While we're on the soup kick, I thought I'd add my latest favorite (up until the new tomato soup recipe, of course). It's not super simple, but the results are totally worth the half-hour or so in the kitchen. Very creamy and satisfying. NOT, however, healthy, I wouldn't think.
Ingredients:
1 tablespoon olive oil
7 small boneless, skinless chicken thighs (I used chicken breasts instead)
2 tablespoons butter
1 large onion, chopped
2 celery ribs, sliced
2 carrots, sliced
5 cups low-sodium chicken broth (I used water with chicken boullion b/c I had it)
2 teaspoons chopped fresh thyme OR 1/2 teaspoon dried thyme
Salt
Pepper
1/2 cup heavy cream
2 tablespoons cornstarch
1 (10.2 oz) can refrigerated buttermilk biscuits
All purpose flour (for dusting buscuits)
1 tablespoon fresh lemon juice
1/4 cup fresh chives or parsley
1. Heat olive oil in a large pot over medium-high heat. Cook chicken 6 minutes on each side or until lightly browned. (Chicken may not be cooked all the way through, but that's okay b/c it will finish up when in broth.) Cut chicken into bitesize pieces and set aside.
2. Sautee onion, celery, and carrots in the butter for 3 minutes. Stir in broth and next 3 ingredients. Bring to boil and reduce heat. Simmer, covered, 5 minutes.
3. Whisk together cream and cornstarch in a small bowl; stir into simmering broth.

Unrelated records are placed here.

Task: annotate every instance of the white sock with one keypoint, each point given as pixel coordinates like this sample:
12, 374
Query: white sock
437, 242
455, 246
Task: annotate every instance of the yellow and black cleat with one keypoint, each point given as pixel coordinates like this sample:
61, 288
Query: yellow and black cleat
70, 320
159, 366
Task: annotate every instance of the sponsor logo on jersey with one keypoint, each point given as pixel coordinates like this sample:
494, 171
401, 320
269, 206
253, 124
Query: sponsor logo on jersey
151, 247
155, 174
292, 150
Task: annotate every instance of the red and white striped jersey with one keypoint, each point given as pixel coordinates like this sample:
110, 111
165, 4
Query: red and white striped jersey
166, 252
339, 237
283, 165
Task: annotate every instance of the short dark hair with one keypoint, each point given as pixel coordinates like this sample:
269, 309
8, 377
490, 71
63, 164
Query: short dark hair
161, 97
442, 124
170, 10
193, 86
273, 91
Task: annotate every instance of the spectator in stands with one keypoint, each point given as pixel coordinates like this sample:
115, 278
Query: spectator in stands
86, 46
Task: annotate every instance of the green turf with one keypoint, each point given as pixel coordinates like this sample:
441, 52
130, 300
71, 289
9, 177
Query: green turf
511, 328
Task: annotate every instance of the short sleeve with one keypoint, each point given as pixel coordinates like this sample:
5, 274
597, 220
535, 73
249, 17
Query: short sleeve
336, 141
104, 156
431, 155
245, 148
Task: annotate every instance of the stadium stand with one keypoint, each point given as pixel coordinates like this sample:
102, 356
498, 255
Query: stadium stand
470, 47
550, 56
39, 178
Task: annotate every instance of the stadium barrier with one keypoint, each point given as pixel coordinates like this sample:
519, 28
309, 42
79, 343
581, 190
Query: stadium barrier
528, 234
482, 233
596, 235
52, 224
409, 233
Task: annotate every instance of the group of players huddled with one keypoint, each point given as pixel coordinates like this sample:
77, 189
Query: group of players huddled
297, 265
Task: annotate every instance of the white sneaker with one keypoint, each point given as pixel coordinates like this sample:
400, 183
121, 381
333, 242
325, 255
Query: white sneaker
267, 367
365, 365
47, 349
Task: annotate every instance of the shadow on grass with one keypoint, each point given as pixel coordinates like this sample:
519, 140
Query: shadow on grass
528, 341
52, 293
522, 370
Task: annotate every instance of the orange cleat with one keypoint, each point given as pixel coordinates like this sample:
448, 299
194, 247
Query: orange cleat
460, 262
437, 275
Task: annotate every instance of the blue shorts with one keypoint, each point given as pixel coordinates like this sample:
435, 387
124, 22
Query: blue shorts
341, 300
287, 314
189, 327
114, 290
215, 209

4. Cut each biscuit into quarters and dredge pieces in flour, shaking off excess. Add biscuits to broth and cook, partially covered, 3 minutes on each side or until biscuits are firm to the touch (I think it takes a little longer than 3 minutes, but what do I know?)
5. Add chicken, lemon juice, and chives to broth; simmer until chicken is heated through. Season with additional salt and pepper, if desired.